2. Inlays and onlays- there are indirect fillings made in the laboratory from impressions of the preparations taken in the mouth. They rarely break as they are fabricated as a piece to be cemented over the cavity prep. Also anatomical grooves have been carved into them to simulate real teeth. They almost never stain.

3 Crowning- the capping of tooth with zirconia or alloy (for back teeth where the tooth is vertically challenged)

Veneers- is a porcelain facing that is cemented over usually front teeth that are badly discolored. It has the advantage of being more conservative as there is less tooth reduction and negates the need for temporary fillings.

*The  trusty silver amalgam is in declining use but still have its indications. Will update this when MOH issues further notice.


Silver amalgam though have been used for more than a century has been controversial due to the presence of mercury. In any case, amalgam is not aesthetic and the margins creep with time resulting in leakage and decay. Filling replaced with a high impact tooth colour composite resin has more marginal seal due to the use of dental bond.


Crowns and Bridges (Prosthodontics)

crown is a cap that is built over a tooth that is non vital and brittle following root canal treatment or heavily restored to strengthen it and prevent fracture.

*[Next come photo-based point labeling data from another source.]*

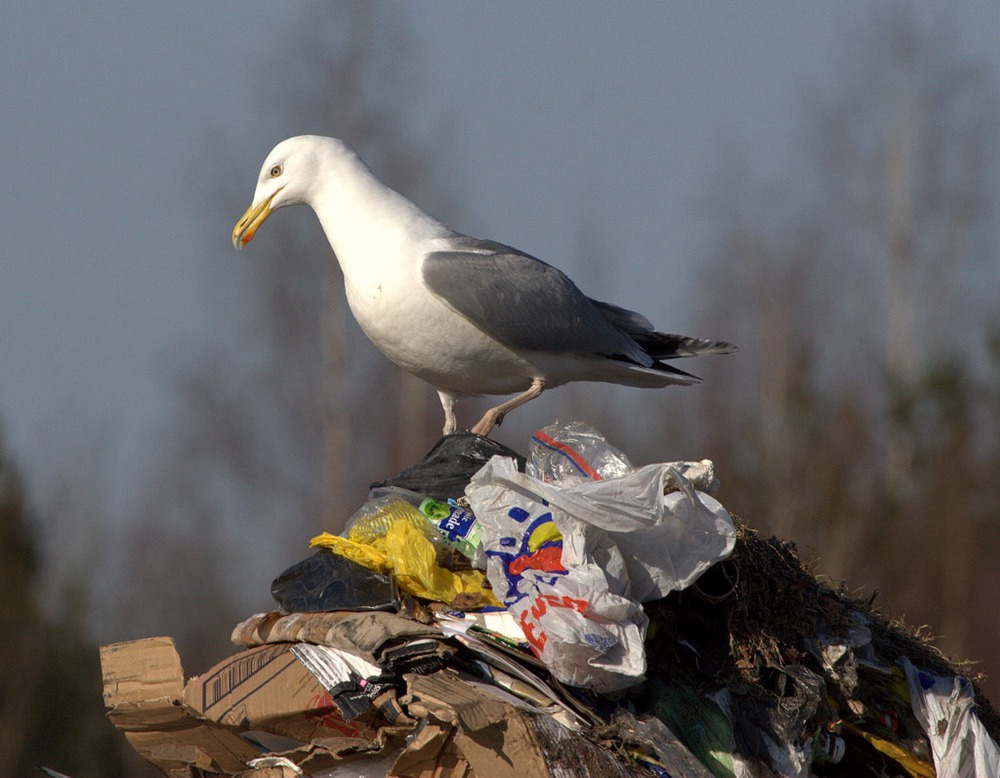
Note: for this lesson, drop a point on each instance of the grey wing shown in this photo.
(523, 302)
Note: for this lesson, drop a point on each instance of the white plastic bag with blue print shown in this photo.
(572, 563)
(946, 709)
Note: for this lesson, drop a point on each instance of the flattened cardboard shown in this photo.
(143, 685)
(491, 736)
(268, 688)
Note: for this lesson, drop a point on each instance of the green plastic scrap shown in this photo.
(700, 724)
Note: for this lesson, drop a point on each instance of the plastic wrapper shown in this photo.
(574, 564)
(328, 582)
(575, 452)
(405, 551)
(945, 708)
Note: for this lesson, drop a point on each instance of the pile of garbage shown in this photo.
(567, 614)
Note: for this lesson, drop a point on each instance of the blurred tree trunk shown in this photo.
(861, 296)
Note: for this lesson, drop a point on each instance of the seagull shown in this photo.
(470, 317)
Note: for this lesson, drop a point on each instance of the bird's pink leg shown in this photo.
(494, 416)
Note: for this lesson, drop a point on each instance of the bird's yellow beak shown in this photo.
(249, 222)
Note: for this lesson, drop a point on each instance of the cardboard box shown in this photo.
(259, 700)
(143, 689)
(267, 688)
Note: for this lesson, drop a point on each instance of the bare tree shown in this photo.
(858, 294)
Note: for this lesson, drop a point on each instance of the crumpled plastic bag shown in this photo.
(406, 552)
(573, 563)
(946, 709)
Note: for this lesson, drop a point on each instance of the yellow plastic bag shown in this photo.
(364, 554)
(405, 552)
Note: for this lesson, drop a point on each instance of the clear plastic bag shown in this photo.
(572, 563)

bridge is a series of crowns joined together.

Conventionally, the PFM of porcelain bonded to metal crown is fabricated. Nowadays, the zirconia crown that is more esthetic and stronger is the preferred choice. As the metal is no longer used, the amount of tooth reduction required is less.

If the supporting teeth of the bridge are undamaged, it is best not to do a bridge as it is more conservative and go for the implant/implant crowns that are independent of other teeth. However, cost is higher and result takes longer for completion.

Maintenance of crowns and bridges

1 Regular check up / scaling & polishing by the dentist every six months

2 The patient should floss regularly and brush the crown margins gently.

3 Hard food like ice, crab shells should not be cracked with natural or crowned teeth.


Indications for crowning

Heavily restored tooth due to possibility of fracture

Satisfactorily done root canal treated tooth usually darken with time. see circled tooth.

A bridge is a good indication where both supporting teeth are heavily filled so crowning them will strengthen the teeth.